A porcelain toilet is a great underappreciated luxury and depending on the country, its function and looks can be an interesting subject to write or talk about.  Suriname has been unfortunately been influenced by an invention from a possible European Coprophiliac (a person  with an absorbing interest in feces or filth) who created an external siphon jet toilet.  Wikipedia defines it as, “A German style reverse flush toilet which holds the excrement out of the water. This could be to make inspection easier, to reduce splashing, or just tradition. It greatly increases associated odor and may require a brushing after use.”  Yes…there is more.  Wikipedia also states, “This reverse design prevents the occurrence of any splash-up which commonly happens when fecal matter plunges into the standing water in the standard designs (although substantial deposits may cause splash-up problems of their own). The disadvantage is that it also increases the associated odor and may require the use of a brush to remove bits of feces that may have "skid-marked" on the shelf.”
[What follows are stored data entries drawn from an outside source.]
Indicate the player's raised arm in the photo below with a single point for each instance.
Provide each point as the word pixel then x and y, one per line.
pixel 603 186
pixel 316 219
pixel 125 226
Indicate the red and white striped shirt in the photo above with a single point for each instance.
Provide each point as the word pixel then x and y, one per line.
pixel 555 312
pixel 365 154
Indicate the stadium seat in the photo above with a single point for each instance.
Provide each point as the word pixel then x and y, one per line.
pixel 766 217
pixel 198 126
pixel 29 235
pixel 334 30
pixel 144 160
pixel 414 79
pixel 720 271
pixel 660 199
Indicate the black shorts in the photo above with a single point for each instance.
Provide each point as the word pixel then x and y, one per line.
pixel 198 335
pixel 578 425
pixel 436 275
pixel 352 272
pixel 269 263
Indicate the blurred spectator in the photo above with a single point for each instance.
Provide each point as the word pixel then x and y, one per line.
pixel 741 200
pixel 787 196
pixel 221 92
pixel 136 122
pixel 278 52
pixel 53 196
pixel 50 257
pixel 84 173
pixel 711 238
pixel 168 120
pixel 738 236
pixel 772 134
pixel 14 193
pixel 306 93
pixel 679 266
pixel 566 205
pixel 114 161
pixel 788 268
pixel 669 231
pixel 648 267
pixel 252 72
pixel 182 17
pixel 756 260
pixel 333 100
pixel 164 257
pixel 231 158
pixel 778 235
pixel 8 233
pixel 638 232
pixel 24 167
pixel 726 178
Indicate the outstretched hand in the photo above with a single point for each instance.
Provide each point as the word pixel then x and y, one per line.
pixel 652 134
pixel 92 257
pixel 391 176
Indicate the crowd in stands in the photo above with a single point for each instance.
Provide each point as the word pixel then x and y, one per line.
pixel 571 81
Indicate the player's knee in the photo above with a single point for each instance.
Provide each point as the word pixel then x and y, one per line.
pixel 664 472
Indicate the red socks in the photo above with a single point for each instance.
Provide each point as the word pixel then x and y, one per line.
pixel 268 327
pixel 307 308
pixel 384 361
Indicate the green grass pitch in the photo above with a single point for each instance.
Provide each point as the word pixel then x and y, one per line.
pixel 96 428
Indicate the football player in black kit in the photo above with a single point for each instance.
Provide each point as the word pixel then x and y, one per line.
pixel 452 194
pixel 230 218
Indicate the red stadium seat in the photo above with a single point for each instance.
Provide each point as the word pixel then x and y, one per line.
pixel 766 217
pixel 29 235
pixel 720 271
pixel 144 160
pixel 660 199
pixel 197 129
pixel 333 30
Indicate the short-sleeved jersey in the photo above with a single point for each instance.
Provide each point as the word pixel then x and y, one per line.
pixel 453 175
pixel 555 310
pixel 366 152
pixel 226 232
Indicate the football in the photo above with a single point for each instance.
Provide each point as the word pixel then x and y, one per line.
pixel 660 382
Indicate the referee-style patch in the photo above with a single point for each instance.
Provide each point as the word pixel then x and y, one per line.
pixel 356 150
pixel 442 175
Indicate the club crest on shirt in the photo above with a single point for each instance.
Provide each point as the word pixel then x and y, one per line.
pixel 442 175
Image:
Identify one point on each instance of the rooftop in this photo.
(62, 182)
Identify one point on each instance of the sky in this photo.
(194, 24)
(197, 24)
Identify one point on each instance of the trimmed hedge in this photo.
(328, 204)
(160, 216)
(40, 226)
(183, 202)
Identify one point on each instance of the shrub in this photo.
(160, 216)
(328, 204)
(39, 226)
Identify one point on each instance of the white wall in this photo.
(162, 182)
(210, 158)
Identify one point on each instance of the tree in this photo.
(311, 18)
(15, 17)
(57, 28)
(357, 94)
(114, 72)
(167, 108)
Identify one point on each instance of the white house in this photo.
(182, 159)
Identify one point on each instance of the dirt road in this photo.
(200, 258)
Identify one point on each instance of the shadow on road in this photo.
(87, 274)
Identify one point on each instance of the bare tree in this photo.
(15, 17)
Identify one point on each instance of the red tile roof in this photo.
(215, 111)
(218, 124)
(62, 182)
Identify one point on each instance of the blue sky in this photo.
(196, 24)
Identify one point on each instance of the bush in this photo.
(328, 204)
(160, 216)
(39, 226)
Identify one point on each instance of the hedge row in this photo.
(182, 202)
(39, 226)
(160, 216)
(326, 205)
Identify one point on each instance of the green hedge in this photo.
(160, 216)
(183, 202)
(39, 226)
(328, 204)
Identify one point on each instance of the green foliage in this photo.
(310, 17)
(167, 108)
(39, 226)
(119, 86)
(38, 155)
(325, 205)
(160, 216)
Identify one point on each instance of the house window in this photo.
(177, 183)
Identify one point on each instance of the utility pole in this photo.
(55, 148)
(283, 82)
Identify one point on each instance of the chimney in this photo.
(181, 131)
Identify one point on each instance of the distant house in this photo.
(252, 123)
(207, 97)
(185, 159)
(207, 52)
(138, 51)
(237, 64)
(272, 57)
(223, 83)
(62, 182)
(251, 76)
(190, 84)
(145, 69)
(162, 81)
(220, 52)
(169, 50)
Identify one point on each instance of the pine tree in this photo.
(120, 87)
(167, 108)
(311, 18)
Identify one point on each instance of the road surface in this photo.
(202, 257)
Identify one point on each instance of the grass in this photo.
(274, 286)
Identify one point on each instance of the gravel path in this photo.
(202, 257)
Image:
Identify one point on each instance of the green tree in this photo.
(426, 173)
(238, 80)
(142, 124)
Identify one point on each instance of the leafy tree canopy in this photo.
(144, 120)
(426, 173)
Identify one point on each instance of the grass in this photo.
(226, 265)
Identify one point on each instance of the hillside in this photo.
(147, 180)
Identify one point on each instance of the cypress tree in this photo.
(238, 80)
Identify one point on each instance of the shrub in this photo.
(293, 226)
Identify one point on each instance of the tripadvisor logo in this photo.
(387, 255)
My biggest issue with the external siphon jet toilet is that it can severely limit the time to perform toilet-time activities such as the joy of reading, browsing pictureless magazines, planning future outings and or getting a leg numbing new high game score on some portable electronic gaming device. 
That was a lot of toilet information.  Wikipedia has been a great source of information to me when traveling.  It helps minimize some potentially strange questions over the years. 
I have had someone tell me before, “You think your bleep (aka: shit) don’t stink, don’t you?”  Ummm…I might have said “no” in my teen year, but now…I can confidently say that…it does, it really really does.